2008 White Frontignac

One subject almost guaranteed to bring out strong opinions among wine drinkers is the question of the appropriate degree of sweetness in wine, particularly in white wine. I was reminded of this a couple of days back when I ran into Jimbo. Wines sampled and forthcoming purchases are almost invariable topics of conversation when that happens, and Jimbo’s characterisation of a certain big-selling label stuck in my mind.

I had the chance to pursue the subject when I encountered the same gentleman on my morning walk today.

The encounter was another example of serendipity since the bottle of Rockford 2008 White Frontignac I’d enjoyed with last night’s butter chicken needed a write up. I was only a hundred metres or so into the walk when I spotted a familiar figure, and once I’d caught up, the subject of sweet wine was something to discuss until our paths diverged further along the route.

I’m not suggesting for a moment that there’s anything wrong with sweet wines per se. Sweetness is a matter of degree and balance, rather than quantity of sugar, and when drinkers disparage sweet wines I suspect there’s a major cringe factor in there as well.

Various acquaintances have, for example, declined a glass of my favourite white variety on the grounds that I don’t like Riesling, a reaction I’m inclined to attribute to over-familiarity with casks which, regardless of labelling, may not actually contain much of that particular grape variety.

If you go on and press the issue, offering a glass with a small sample I’ve found the Riesling-resistance usually evaporates when we’re talking a Clare, Eden Valley or Tasmanian bottle, and there’s usually a request for a refill.

Along the course of the walk we were reminiscing about the dim dark past, when a dinner invitation asking you to bring a bottle meant you arrived with something safe, probably a bottle of Ben Ean Moselle, Mateus Rose or one of those raffia-enclosed bottles of Chianti where the wrapping may well have been more expensive than the contents.

Then there’s what the teenyboppers were drinking before they switched to alcopops, the sort of stuff that seemed to comprise whatever batches of white wine they had left over along with a couple of bags of sugar. (Thanks, Jimbo).

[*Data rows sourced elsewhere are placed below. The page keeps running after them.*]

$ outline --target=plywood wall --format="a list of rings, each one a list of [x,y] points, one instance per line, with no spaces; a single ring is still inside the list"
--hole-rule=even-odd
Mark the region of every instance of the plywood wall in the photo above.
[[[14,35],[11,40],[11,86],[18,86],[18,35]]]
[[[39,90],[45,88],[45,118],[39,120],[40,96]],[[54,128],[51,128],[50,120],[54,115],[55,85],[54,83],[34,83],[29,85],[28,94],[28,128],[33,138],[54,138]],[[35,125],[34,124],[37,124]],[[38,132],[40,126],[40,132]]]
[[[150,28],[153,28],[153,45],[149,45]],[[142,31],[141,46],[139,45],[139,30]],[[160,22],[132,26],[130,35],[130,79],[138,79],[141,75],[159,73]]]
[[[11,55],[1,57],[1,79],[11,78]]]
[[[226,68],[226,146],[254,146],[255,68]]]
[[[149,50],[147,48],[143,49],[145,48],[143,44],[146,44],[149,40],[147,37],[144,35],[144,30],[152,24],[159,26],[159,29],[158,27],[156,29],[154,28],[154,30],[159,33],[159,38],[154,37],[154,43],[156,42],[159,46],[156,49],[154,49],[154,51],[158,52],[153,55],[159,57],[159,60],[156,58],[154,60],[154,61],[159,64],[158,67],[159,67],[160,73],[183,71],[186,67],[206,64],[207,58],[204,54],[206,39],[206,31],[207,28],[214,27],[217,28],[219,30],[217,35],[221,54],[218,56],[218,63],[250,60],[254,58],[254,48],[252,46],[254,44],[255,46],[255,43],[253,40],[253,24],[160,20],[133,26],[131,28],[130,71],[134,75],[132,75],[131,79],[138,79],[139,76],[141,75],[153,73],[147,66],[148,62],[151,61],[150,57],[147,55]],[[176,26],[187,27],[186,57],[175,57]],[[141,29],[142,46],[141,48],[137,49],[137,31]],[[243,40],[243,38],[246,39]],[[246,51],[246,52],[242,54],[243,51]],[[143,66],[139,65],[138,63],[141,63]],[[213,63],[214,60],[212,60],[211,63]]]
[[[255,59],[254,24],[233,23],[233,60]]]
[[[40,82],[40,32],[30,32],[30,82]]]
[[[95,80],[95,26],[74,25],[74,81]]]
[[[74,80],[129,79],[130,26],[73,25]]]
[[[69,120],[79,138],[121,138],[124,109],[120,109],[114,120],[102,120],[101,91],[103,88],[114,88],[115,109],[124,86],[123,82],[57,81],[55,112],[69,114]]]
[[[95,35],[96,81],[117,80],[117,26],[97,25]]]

Once you move into the quality end of the spectrum, you’re actually going to be getting some fruit in the glass and the residual sugar is there to enhance rather than dominate.

When you’re looking at wine with a substantial sugar content, it’s very much a matter of the circumstances in which you sample them. Given the general rule of dry before sweet you’re usually looking at dessert, which takes you off into sticky territory, which more than likely used to mean something with botrytis, spatlese or auslese on the label.